3 MINUTES
26th March 2024
Traditionally, the ideal investment portfolio was split, with a typical 60 per cent in equities for capital appreciation and 40 per cent in bonds for capital preservation and to mitigate the higher risk and volatility of shares. Bonds also provided income, until the global financial crisis (GFC) sent interest rates crashing to zero for a decade, taking bond yields with them.
Falling out of love with bonds?
Bonds should be considered for every portfolio on the basis of their versatility alone. From the safest government bonds to the riskiest corporate debt; from the biggest developed economies to the smallest emerging markets; from triple-A credit to high-yield “below investment grade” debt; in the safety of US dollars, or almost any freely traded currency; fixed-coupon, floating rate or inflation-linked.
“If you look at a portfolio of stocks, bonds and alternatives and you look at a three-year period or even more so over five years, the probabilities of beating cash become better and better. And in a five-year period it's very rare to lose money when you look beyond the horizon,” says Willem Sels, global chief investment officer at HSBC Global Private Banking and Wealth.
But a Capital Group survey shows that 24 per cent of high-net-worth investors hold no bonds at all.
“Given the yields of T-bills and money-market funds, there is certainly a place in the portfolio for them,” says Kristen Bitterly, head of investment solutions Citi Global Wealth. “But there is also a very strong argument for building a diversified fixed-income portfolio locking in some of the highest yields we have seen in more than 15 years.”
Nearly half of the investors in the Capital Group survey see bonds to be as risky as equities. This is a hangover from the GFC, when the inverse correlation between bonds and equities decoupled and they became more synchronised. But between 1989 and 2021 quarterly bond volatility peaked at 6.6 per cent, which is barely higher than equities’ lowest reading of 5.2 per cent and less than a fifth of their peak of 41.4 per cent.
When correlation returned, it was because of the first serious tightening cycle in 15 years, which prompted a bond market sell-off. That rate cycle may reverse now that inflation is lower and the Federal Reserve is signalling cuts this year. This would be positive for bonds.
The three functions of bonds
“Bonds have a clear function in the overall portfolio — income, for sure, but there is also the diversification from equities,” says Kirstie Spence, fixed income portfolio manager at Capital Group. “If you see a normalisation of inflation in that 2–3 per cent range, you should expect the renormalisation of the negative correlation between equity and bonds.”

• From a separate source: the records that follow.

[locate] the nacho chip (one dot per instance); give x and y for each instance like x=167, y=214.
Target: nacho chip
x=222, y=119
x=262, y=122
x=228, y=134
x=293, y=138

Bonds’ third key function is capital preservation — the return of capital. Cash merits the same status, and also provides income, but it lacks the potential for capital appreciation alongside preservation. Bonds provide some downside protection to come through difficult periods and reduce the volatility that often prompts poor investment decisions, such as trying to time the markets.
“In 2023, while cash offered safety and you got a return just north of 5 per cent, you would have got 5.5 per cent from investment-grade and 13 per cent from high-yield bonds,” says Grace Peters, global head of investment strategy at J.P. Morgan Private Bank. ''We have been advocating to clients to add fixed income to lock in attractive yields.”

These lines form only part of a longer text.